Cy Twombly's approach to art-making was intuitive, literary, and deeply connected to place. Unlike many contemporaries who maintained consistent studio routines, Twombly worked in irregular bursts of activity, often triggered by emotional responses to poetry, mythology, or historical events. His primary studios in Rome and later Gaeta, Italy, were converted historic buildings that reflected his immersion in Mediterranean culture and aesthetics.
Twombly's technique was physically engaging and materially inventive. He often worked on the floor or against walls, using his whole body to create sweeping marks. His distinctive graffiti-like lines were produced by working from unusual positions—sometimes painting with his left hand (though right-handed) or gripping pencils with multiple fingers to achieve particular qualities of line. For paintings, he frequently used house paint thinned to create drips and runny surfaces, applying it with brushes, sticks, and fingers. Many works feature distinctive white backgrounds resembling ancient plaster or marble, achieved through multiple layers of paint mixed with gypsum.
What distinguishes Twombly's practice was his integration of drawing, writing, and painting. He erased as much as he added, creating palimpsest-like surfaces where marks appear simultaneously ancient and immediate. Text fragments—names from classical mythology, poetic quotations, and place names—were incorporated as both visual elements and semantic references. Twombly rarely provided explanations for his work, allowing these cryptic inscriptions and gestural marks to generate meaning through suggestion rather than declaration.

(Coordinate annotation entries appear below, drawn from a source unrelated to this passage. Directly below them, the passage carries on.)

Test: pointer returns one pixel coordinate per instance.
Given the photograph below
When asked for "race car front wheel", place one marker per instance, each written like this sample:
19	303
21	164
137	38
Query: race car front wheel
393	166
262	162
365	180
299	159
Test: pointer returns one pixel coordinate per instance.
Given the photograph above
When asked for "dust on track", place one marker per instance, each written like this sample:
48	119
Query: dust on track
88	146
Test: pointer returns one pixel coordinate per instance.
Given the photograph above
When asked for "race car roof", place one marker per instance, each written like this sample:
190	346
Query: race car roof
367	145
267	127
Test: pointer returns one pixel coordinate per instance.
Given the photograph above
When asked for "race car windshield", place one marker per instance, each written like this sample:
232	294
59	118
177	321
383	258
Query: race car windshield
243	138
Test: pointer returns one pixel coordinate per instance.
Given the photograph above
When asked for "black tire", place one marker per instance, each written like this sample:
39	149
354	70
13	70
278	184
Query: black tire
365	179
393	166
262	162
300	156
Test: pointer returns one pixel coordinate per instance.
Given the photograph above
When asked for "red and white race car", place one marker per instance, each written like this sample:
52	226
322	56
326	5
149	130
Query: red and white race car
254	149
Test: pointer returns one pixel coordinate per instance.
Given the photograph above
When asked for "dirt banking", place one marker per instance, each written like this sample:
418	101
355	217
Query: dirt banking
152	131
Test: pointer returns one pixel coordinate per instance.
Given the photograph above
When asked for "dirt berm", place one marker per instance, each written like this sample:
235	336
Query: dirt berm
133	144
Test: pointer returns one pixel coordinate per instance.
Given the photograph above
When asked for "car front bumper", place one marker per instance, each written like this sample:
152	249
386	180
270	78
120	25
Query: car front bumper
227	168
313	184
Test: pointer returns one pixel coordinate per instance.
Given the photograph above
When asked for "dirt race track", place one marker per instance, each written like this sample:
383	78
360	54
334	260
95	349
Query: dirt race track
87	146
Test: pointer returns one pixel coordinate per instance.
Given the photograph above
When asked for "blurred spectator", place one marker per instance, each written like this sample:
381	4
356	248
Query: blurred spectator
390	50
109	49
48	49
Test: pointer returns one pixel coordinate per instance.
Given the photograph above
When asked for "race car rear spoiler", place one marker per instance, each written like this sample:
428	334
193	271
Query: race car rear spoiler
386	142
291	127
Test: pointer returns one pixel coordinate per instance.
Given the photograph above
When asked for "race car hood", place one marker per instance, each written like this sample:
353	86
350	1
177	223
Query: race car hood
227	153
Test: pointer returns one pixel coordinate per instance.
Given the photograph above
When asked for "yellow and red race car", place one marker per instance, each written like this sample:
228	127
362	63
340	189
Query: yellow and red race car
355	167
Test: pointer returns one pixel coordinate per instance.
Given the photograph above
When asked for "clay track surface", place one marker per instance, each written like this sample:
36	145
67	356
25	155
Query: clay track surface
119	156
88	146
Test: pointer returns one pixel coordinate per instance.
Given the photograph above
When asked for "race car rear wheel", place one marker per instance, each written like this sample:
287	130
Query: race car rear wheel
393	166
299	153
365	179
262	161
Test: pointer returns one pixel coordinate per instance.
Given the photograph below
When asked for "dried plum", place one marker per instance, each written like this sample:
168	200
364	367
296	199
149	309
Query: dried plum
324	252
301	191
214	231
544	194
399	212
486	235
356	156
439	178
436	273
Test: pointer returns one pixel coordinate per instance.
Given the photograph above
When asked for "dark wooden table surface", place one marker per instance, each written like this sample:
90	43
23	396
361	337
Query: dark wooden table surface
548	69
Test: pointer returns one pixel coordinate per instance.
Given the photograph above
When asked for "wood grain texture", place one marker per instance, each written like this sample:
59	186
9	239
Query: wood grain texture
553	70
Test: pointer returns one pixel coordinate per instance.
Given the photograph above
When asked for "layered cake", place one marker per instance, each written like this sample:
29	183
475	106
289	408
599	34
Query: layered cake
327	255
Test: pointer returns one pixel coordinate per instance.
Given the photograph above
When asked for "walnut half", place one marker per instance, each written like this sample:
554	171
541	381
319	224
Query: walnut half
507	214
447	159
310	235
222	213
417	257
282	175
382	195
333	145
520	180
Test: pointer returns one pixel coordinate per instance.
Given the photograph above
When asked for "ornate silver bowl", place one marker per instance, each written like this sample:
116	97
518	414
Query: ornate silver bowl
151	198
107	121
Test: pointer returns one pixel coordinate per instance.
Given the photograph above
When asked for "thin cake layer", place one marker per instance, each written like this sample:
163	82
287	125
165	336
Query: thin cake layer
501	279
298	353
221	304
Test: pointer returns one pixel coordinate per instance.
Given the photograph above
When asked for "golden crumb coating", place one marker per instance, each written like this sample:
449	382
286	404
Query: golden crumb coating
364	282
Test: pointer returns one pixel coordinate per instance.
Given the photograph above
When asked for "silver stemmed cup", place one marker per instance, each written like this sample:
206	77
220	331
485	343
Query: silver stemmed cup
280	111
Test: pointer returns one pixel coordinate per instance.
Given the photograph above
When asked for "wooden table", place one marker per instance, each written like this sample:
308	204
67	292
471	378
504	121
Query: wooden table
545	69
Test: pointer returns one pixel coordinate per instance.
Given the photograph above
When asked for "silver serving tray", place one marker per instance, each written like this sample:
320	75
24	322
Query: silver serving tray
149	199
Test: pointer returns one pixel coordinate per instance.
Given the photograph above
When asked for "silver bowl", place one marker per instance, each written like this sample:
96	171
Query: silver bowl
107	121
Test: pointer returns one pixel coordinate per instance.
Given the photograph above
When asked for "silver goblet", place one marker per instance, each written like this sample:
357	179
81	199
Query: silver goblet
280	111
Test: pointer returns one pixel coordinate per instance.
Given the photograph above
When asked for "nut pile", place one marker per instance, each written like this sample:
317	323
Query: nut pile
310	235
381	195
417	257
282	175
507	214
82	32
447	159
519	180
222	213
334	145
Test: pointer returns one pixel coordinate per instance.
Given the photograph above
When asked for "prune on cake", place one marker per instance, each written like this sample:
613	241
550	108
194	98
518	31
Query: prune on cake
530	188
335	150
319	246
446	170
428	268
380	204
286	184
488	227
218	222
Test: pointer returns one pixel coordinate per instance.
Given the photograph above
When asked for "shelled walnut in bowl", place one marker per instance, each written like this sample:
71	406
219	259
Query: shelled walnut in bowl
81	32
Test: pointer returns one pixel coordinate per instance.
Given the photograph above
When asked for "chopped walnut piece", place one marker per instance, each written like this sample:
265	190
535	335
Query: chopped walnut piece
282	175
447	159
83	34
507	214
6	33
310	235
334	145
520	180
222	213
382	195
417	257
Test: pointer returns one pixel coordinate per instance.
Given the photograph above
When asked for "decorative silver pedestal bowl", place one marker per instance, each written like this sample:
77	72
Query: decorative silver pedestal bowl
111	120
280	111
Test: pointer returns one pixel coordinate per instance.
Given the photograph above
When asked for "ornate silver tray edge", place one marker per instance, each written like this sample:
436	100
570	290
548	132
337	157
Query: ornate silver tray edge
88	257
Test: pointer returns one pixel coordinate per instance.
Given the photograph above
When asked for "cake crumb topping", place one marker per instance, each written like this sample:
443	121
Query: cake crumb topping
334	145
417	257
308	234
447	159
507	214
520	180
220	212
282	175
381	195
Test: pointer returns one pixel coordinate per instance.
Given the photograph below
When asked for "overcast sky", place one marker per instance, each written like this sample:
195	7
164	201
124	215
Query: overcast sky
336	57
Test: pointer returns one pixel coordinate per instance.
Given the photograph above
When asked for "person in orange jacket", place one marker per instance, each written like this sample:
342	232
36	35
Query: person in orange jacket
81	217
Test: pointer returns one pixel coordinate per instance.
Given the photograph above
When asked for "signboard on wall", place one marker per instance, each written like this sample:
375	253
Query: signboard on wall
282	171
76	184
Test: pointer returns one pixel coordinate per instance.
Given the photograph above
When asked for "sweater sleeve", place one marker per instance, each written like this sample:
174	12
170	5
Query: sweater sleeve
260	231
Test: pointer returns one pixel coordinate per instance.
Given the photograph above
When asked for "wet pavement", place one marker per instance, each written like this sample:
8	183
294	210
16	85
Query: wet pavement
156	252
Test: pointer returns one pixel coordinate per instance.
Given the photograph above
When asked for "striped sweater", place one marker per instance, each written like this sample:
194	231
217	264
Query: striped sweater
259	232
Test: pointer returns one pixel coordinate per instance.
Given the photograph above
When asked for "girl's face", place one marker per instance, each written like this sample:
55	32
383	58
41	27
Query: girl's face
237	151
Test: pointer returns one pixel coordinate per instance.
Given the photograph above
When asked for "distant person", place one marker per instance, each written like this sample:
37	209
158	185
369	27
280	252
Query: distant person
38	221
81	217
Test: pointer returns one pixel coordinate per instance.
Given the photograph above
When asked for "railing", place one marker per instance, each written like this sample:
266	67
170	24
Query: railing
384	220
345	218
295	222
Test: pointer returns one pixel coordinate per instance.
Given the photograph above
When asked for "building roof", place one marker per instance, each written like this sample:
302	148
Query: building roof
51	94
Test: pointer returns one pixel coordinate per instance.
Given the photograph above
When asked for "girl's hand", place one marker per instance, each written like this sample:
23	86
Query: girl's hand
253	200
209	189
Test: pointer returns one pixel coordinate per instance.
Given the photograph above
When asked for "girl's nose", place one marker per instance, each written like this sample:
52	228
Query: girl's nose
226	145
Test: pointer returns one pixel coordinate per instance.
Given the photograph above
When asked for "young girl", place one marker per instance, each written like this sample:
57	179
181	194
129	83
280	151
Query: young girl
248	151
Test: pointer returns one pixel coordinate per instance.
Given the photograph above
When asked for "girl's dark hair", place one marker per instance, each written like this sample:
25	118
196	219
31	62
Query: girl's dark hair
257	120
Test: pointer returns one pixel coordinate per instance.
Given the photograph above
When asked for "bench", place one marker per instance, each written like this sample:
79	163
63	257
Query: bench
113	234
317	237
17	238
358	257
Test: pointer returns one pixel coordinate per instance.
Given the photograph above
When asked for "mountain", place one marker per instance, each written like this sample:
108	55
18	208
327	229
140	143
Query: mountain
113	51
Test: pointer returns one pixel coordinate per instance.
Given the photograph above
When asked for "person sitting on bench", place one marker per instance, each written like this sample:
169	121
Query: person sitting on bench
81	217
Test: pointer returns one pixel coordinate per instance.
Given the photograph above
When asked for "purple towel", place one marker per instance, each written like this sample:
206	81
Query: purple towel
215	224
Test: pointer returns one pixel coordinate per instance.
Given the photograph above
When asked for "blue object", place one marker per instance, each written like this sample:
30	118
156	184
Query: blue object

Twombly's production evolved throughout his career, from the tighter, more graphite-heavy early works to increasingly chromatic and expansive late paintings. His sculptural works, though less known, employed similar strategies of assemblage and whitewashing to transform found objects into mysterious artifacts. Throughout his career, Twombly maintained an intimate scale of production, working without assistants and producing relatively few works compared to many contemporaries, each piece emerging from deeply personal engagement with history, literature, and place.